Weinbergs fast schon allein handlungstragende Musik
Hier hätte man sich von Weinberg eigentlich Anklänge an die Kompositionsweise seines berühmten Freundes Dmitri Schostakowitsch erwartet, der „Die Passagierin“ hoch geschätzt hat. Doch nichts dergleichen. Weinberg bleibt sehr persönlich, in einer angenehmen Polytonalität. Seine ausdrucksvolle Musik wäre fast allein handlungstragend, unterstreicht leitmotivisch Stimmungen und Gefühle perfekt, zwischen jazzigen Tanzklängen auf dem Schiff, Folkloreanklängen, skurriler Walzerseligkeit als Totentanz und martialischer Brutalität im KZ – man spürt die Routine des Filmkomponisten. Zudem ist Weinberg auch zitatenfreudig, makaber sein „O du lieber Augustin, alles ist hin“, wenn sich die Schergen über die Anzahl der zu Tode Gebrachten lustig machen. Die Wiener Symphoniker setzen diese Partitur leidenschaftlich und flexibel auf höchster Spielklasse um, mit viel Körpereinsatz angespornt von dem jungen griechischen Dirigenten Teodor Currentzis.

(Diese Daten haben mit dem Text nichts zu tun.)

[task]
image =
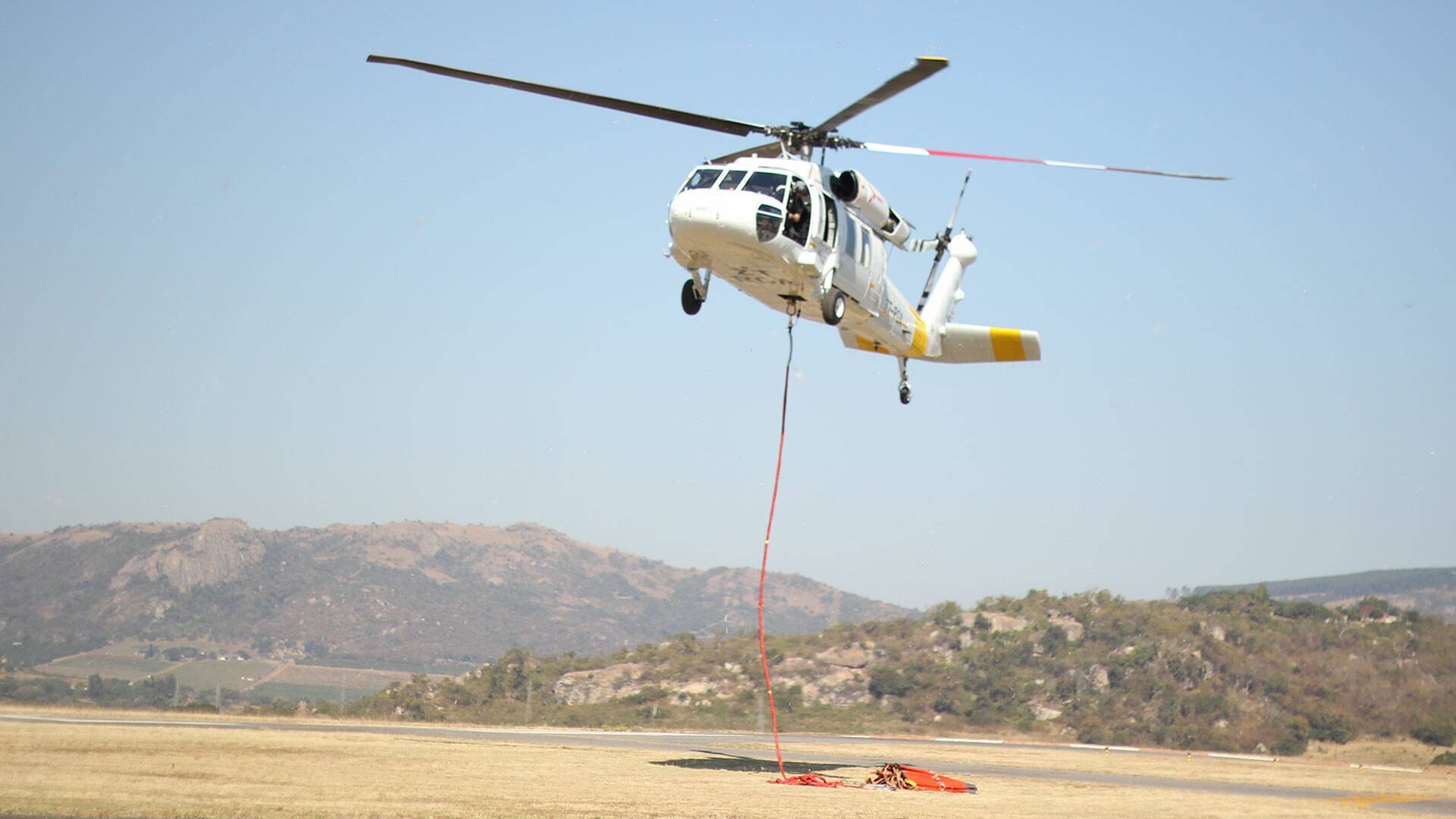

Enorme Anforderungen an Chor und SolistInnen
Der Prager Philharmonische Chor kommentiert das Geschehen gekonnt wie in einer griechischen Tragödie. Gesungen wird von dem sorgfältig besetzten Ensemble je nach Herkunft im Lager in einem babylonischen Sprachgewirr, das dank der eingeblendeten Übersetzung gut nachvollziehbar bleibt. Enorme Anforderungen haben die drei Hauptpartien zu erfüllen: die Martha der russischen Sopranistin Elena Kelessidi ist eine berührende Bühnenpersönlichkeit zwischen Schicksalsergebenheit und Aufmüpfigkeit, die Lisa der südafrikanische Mezzo Michelle Breedt bewundernswert in ihrer Wandlungsfähigkeit, Roberto Saccà als Walter besitzt tolle tenorale Qualitäten. Überzeugend in ihrer schneidenden Härte die heimische Schauspielerin Heide Capovilla als Oberaufseherin.
Dass die heute 87-jährige Romanautorin Zofia Posmysz persönlich der Premiere beiwohnt und am Schluss auf der Bühne vom Publikum mit Standing Ovations geehrt wird, gibt dem Abend erschreckende Aktualität als beklemmendes Statement gegen das Vergessen. Fünf internationale Opernhäuser haben bereits Übernahmen dieser Produktion fixiert, weitere zeigen Interesse. Angesichts der Thematik können es wohl nie genug sein.